Antoine (Vincent Lacoste) a eu beau travailler jour et nuit, il triple sa première année après avoir échoué d’un cheveu à obtenir la dernière place en médecine offerte par le numerus clausus. Au début de la nouvelle année, il rencontre sur les bancs de la faculté un jeune bachelier Benjamin (William Lebghil) qui ne semble pas mesurer l’ampleur de la tâche mais se révèle très vite redoutablement doué.
Vous êtes médecin/normalien/énarque ? vous avez passé entre 18 et 22 ans les quatre années les plus traumatisantes mais aussi les plus enrichissantes de votre vie ? vous avez consommé plus de Guronsan et de boules Quies que d’ecstasy dans les soirées et de bouchons anti-bruits dans les concerts ? vous avez les mains moites en regardant Questions pour un champion ? vous faites des cauchemars en vous imaginant redoubler ? Première année est pour vous qui raconte, comme peu de films l’ont fait, une histoire difficile à filmer, mais qui est le lot commun de nombreux étudiants qui sacrifient leur vie – amicale, amoureuse, culturelle – pour décrocher le Graal du concours hypersélectif.
En tout état de cause, vous avez aimé Hippocrate ou Médecin de campagne, les précédents films de Thomas Lilti, un ancien médecin passé à la réalisation ? Vous apprécierez cette nouvelle plongée dans le monde des carabins, même si on y perd de vue la noblesse de ce métier et la belle humanité qui s’y déploie.
Si vous avez encore des hésitations, jettez un œil à la bande annonce. Et laissez vous séduire par sa communicative énergie.
Le problème de Première année est qu’il n’a pas grand chose de plus à offrir que cette bande annonce. Filmer des étudiants qui étudient est ingrat. Et Thomas Lilti se refuse, à raison, à agrémenter ce récit d’histoires annexes qui ne lui auraient rien apporté. Pas d’amourettes – sinon une voisine de palier chinoise (ou philippine ?) avec qui Benjamin partage un café à ses heures perdues. Pas de drames familiaux, sinon des parents inquiets de voir leurs progénitures se dessécher dans des études épuisantes. Bref, des étudiants qui vont en cours, en bibliothèque, au resto U, en révisant, révisant, révisant encore.

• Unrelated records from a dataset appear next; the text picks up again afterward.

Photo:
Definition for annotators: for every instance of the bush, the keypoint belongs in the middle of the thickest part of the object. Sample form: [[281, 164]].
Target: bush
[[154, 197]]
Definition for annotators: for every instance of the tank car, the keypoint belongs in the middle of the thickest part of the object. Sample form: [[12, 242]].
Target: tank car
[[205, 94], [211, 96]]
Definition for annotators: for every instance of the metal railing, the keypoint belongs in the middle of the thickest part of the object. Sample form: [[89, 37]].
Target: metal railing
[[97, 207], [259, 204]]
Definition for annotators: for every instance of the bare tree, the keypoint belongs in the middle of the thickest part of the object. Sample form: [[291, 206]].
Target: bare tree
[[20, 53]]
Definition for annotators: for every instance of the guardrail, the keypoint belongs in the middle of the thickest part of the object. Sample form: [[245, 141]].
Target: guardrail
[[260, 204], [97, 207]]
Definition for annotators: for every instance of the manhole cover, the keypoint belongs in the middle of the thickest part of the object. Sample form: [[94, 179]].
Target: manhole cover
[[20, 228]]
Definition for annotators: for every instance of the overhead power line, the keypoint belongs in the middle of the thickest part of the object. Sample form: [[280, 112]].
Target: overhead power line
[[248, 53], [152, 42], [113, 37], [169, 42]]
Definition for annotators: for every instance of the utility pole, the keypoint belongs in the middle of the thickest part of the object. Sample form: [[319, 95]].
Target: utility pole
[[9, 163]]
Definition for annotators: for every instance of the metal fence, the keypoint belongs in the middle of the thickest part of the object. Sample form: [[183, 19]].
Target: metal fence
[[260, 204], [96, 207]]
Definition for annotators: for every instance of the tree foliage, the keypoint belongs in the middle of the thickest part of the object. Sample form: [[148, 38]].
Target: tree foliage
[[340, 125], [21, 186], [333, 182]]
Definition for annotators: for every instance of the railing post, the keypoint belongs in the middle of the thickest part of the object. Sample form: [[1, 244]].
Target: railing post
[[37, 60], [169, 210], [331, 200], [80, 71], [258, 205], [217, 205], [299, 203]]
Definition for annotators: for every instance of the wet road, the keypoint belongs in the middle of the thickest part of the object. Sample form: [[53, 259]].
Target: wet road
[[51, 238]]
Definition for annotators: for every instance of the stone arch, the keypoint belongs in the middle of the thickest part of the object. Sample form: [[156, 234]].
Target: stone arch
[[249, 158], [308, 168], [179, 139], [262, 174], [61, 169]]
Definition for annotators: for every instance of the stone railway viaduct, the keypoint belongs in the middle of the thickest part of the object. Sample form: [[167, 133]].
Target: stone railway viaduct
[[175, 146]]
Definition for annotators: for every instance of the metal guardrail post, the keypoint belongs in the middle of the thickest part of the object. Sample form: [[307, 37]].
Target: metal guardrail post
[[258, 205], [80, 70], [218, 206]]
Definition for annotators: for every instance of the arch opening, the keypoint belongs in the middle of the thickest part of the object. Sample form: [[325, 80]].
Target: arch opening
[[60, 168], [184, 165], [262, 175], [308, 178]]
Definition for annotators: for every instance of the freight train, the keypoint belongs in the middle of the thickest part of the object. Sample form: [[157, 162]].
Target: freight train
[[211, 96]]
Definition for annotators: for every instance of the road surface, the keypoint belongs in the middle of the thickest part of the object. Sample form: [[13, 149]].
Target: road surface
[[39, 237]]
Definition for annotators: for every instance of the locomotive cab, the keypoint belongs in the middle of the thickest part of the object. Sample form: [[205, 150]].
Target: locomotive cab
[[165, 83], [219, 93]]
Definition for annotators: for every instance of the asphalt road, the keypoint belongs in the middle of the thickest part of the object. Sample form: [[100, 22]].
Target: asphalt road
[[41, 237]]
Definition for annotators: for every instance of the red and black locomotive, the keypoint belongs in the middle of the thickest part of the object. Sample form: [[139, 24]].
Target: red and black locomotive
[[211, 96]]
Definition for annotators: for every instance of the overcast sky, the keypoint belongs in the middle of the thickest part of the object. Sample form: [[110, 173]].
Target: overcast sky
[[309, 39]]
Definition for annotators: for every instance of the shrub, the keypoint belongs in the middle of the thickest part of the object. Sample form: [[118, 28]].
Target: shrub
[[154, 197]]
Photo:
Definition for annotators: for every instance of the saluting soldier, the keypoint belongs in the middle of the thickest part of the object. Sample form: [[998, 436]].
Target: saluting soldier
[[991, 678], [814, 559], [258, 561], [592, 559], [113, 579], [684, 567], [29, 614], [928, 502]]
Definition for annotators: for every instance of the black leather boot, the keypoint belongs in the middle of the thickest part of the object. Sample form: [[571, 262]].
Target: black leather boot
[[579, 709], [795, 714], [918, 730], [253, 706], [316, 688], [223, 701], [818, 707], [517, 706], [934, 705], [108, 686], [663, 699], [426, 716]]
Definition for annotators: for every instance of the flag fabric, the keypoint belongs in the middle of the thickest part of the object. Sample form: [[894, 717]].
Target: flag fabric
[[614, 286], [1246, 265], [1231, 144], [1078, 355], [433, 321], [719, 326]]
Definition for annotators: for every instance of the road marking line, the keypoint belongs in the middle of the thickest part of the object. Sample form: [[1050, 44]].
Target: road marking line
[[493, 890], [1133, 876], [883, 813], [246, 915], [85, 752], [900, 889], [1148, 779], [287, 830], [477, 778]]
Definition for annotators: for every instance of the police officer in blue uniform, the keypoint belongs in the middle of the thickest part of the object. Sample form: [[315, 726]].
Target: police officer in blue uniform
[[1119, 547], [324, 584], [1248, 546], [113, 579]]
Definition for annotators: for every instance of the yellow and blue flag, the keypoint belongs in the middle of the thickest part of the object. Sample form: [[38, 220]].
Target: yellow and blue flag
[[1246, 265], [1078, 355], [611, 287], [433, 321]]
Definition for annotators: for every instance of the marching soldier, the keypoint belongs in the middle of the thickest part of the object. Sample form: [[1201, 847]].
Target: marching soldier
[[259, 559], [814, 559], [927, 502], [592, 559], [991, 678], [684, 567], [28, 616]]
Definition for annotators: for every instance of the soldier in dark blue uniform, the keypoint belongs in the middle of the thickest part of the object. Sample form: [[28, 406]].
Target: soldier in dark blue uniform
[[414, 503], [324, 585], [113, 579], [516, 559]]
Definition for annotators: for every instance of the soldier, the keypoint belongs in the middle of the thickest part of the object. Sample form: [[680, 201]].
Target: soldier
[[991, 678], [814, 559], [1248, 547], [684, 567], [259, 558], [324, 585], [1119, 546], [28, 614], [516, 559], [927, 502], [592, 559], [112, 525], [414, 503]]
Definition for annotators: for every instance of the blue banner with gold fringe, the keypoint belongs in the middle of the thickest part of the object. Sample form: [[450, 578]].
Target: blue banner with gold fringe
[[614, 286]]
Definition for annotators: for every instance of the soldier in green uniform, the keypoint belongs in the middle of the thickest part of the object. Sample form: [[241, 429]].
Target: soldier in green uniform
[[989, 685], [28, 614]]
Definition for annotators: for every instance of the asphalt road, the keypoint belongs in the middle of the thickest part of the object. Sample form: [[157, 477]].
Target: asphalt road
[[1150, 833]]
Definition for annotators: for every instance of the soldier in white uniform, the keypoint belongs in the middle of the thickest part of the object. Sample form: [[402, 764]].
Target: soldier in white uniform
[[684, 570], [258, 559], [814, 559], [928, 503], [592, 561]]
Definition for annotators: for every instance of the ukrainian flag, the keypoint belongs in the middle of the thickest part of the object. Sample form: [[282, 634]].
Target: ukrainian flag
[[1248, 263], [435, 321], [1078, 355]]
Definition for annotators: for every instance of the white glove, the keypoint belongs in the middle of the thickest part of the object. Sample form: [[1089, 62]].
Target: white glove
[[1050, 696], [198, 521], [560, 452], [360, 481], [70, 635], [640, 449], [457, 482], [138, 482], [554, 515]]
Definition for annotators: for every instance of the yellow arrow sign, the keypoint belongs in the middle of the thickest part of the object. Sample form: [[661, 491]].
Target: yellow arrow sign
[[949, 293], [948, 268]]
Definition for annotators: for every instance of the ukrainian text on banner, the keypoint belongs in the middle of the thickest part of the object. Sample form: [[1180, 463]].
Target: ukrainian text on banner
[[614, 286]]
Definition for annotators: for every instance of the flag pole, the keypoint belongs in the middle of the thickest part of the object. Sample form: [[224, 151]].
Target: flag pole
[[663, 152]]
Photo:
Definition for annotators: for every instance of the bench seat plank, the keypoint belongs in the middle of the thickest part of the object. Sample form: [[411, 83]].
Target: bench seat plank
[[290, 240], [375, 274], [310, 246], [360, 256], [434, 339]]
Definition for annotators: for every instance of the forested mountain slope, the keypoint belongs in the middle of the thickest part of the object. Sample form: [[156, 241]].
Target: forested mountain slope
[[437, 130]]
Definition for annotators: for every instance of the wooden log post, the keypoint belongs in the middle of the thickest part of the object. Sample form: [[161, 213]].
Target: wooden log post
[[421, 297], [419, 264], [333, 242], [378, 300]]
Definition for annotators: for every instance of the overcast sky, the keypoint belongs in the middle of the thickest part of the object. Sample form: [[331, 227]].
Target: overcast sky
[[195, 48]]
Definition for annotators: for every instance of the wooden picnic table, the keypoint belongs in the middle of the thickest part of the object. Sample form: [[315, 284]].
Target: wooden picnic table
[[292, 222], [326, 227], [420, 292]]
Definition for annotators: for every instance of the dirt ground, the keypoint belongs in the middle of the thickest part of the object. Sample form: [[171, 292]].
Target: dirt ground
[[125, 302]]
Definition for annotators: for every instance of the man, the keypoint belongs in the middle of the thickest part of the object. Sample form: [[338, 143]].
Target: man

En creux bien sûr se dessine une critique cinglante de ce bourrage de crâne imbécile, de ce mode de sélection absurde qui recrute des médecins sur leur capacité à remplir des QCM et non à soigner des patients. Mais le sujet du film n’est pas là. Il n’a d’autre ambition que de nous faire partager le quotidien de deux étudiants dans un tunnel de révision.
Vincent Lacoste (25 ans) et William Lebighl (28 ans) sont peut-être un peu trop vieux pour rendre tout à fait crédibles des étudiants de première année. Mais leurs personnages posent un autre problème plus délicat. Le premier est censé incarner l’étudiant d’origine modeste, obligé à des allers-retours épuisants en banlieue. Le second au contraire a un père chirurgien, camarade de promo du doyen de la faculté, et s’est vu payer une chambre à une encablure de l’université. Le second maîtrise les codes ; le premier ne les maîtrise pas. Or, les études de médecine, leurs critères de sélections, en première année au moins, sont sans doute les cursus qui prêtent le moins le flanc à la critique bourdieusienne, à la différence d’autres parcours où l’oral, la manière d’être, de s’exprimer ont autrement d’importance.